We’ll have a chance to hear from the Bears’ offensive players following Wednesday’s practice, but for now, the guys on Fangio’s defense have come away impressed with that Nagy’s offense can be. 

“The offense is a lot … just very tough,” cornerback Prince Amukamara said. “They’re moving well. They’re faster. They’re throwing a lot of different looks at us and that’s just Nagy’s offense. If I was a receiver I would love to play in this offense, just because you get to do so many different things and you get so many different plays. It just looks fun over there.”

“They’re moving together, and I like to see that,” linebacker Danny Trevathan said. “We’re not a bad defense. They’re practicing against us, so they’re getting better every day, and vice versa. It’s a daily grind. It’s going to be tough, but those guys, they got the right pieces. I like what I see out there. When somebody makes a play, they’re gone. Everybody can run over there. It’s the right fit for Mitch, it’s the right fit for the receivers, the running backs.”

Still, for all the praise above, the defense is “winning” more, at least as much as it can without the pads on. But the offense is still having some flashes, even as it collectively learns the terminology, concepts and formations used by Nagy. 

And that leads to a competitive atmosphere at Halas Hall, led by the Bears’ new head coach. 

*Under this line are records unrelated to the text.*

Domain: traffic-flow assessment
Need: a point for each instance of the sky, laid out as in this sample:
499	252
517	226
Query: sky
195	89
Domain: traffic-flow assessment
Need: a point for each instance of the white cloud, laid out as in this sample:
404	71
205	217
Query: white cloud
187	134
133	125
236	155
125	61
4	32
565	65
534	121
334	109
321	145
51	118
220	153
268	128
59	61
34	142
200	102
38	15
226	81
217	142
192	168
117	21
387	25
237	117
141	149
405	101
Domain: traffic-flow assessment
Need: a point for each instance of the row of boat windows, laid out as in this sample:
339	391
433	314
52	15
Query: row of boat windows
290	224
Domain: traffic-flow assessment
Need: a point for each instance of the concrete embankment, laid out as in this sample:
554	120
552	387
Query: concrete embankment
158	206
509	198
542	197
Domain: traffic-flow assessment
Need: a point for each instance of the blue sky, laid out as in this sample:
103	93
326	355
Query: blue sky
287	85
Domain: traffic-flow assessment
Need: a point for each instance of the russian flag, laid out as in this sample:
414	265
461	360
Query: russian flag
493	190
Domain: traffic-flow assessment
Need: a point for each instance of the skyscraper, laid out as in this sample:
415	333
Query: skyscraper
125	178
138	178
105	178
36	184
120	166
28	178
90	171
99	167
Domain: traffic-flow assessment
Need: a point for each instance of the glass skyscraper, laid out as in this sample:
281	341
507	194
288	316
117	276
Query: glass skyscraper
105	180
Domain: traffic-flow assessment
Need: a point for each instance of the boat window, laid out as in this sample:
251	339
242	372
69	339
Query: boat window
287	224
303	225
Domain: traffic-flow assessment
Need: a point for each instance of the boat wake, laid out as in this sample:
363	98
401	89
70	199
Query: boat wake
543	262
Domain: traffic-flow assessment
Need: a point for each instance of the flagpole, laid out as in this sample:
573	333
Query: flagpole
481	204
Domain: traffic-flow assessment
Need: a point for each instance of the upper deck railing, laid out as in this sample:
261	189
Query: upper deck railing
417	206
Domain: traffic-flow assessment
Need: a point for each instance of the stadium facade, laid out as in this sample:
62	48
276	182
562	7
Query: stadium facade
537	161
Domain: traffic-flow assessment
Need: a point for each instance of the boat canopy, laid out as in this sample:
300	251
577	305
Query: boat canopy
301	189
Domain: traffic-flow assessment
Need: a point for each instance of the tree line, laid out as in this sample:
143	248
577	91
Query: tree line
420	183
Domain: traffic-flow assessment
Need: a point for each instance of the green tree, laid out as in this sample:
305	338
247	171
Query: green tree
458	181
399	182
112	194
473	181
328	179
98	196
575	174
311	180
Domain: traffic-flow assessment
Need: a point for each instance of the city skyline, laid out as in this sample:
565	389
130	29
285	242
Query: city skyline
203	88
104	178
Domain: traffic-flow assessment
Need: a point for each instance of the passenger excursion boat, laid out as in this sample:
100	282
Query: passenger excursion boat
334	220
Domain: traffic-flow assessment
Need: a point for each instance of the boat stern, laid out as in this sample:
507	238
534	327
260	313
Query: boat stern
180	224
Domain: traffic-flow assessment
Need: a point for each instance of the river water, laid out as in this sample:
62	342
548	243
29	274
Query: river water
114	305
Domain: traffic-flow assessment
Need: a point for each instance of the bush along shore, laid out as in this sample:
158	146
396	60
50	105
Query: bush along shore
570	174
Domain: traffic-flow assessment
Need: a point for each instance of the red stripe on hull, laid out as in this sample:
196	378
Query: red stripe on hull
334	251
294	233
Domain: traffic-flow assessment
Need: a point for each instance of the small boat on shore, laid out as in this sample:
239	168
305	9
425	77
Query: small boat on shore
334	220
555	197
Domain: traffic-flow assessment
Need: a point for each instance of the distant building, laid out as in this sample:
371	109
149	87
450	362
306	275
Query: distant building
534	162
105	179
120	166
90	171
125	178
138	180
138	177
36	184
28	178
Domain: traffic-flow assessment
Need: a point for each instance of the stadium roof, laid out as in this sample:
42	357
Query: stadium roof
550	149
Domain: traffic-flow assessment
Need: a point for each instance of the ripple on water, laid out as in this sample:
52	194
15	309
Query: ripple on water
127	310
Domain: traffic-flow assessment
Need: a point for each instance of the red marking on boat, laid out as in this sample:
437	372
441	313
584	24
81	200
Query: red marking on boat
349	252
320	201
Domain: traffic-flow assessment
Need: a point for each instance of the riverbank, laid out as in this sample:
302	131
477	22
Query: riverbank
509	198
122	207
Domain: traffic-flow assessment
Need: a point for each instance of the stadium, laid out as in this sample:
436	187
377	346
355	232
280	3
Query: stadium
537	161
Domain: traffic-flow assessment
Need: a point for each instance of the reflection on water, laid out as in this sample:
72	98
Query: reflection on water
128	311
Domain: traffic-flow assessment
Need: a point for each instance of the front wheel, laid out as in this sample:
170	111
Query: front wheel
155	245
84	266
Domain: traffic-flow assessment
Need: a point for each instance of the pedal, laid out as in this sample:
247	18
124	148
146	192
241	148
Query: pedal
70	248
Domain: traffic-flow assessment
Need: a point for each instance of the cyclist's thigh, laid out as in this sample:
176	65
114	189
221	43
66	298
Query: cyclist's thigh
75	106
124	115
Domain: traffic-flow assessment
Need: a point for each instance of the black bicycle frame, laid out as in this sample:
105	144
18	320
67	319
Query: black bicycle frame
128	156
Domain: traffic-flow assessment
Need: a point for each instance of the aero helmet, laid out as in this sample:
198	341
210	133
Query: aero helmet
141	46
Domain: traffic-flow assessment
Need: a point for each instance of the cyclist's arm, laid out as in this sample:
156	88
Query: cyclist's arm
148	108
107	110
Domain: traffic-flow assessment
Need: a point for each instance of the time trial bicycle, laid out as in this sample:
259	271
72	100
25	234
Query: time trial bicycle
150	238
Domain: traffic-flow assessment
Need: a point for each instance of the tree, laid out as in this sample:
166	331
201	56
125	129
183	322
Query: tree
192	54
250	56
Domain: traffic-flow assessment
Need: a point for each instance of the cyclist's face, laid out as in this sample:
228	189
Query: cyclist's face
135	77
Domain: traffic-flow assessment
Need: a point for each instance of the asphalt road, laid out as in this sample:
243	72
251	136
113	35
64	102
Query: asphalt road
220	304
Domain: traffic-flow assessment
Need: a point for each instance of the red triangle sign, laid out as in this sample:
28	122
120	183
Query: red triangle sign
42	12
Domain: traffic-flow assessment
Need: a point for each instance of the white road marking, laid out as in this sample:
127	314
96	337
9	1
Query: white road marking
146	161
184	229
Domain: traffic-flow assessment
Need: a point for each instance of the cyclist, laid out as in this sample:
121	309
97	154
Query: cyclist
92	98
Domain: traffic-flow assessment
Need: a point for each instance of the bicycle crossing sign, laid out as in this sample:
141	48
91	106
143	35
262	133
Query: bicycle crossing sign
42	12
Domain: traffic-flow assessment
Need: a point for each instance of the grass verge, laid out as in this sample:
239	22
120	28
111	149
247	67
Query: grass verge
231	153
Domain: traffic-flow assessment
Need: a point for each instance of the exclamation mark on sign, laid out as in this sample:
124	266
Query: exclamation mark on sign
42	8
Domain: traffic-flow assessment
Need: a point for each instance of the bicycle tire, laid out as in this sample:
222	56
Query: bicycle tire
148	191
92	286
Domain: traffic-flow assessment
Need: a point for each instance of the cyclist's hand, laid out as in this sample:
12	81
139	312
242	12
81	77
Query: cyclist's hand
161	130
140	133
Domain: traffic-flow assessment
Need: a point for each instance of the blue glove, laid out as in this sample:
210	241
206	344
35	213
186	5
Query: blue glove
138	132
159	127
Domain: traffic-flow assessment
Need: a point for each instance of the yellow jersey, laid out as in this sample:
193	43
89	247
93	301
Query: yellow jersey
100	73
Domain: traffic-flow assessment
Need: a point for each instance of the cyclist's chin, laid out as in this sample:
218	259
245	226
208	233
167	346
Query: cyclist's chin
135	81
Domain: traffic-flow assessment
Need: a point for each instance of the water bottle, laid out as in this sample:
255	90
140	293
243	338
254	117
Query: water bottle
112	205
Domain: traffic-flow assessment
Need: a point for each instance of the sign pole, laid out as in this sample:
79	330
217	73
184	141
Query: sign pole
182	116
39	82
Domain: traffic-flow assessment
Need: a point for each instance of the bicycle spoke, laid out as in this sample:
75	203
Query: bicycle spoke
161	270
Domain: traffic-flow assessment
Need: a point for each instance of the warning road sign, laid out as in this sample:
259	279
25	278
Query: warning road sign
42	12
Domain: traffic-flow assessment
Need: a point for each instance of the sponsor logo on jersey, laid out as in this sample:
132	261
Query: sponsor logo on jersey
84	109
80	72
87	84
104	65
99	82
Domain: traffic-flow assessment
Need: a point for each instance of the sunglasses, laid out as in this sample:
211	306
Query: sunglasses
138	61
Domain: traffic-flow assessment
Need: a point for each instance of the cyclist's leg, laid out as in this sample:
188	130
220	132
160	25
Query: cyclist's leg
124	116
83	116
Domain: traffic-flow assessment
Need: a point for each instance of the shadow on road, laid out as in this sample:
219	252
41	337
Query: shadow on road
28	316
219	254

“He’s an offensive coach and last year coach (John) Fox, I couldn’t really talk stuff to (him) because he’s a defensive coach and it’s like Nagy’s offense so if I get a pick or something, I mean, I like to talk stuff to him,” Amukamara said. “He’ll say something like ‘we’re coming at you 2-0.’ Stuff like that. That just brings out the competition and you always want that in your head coach.”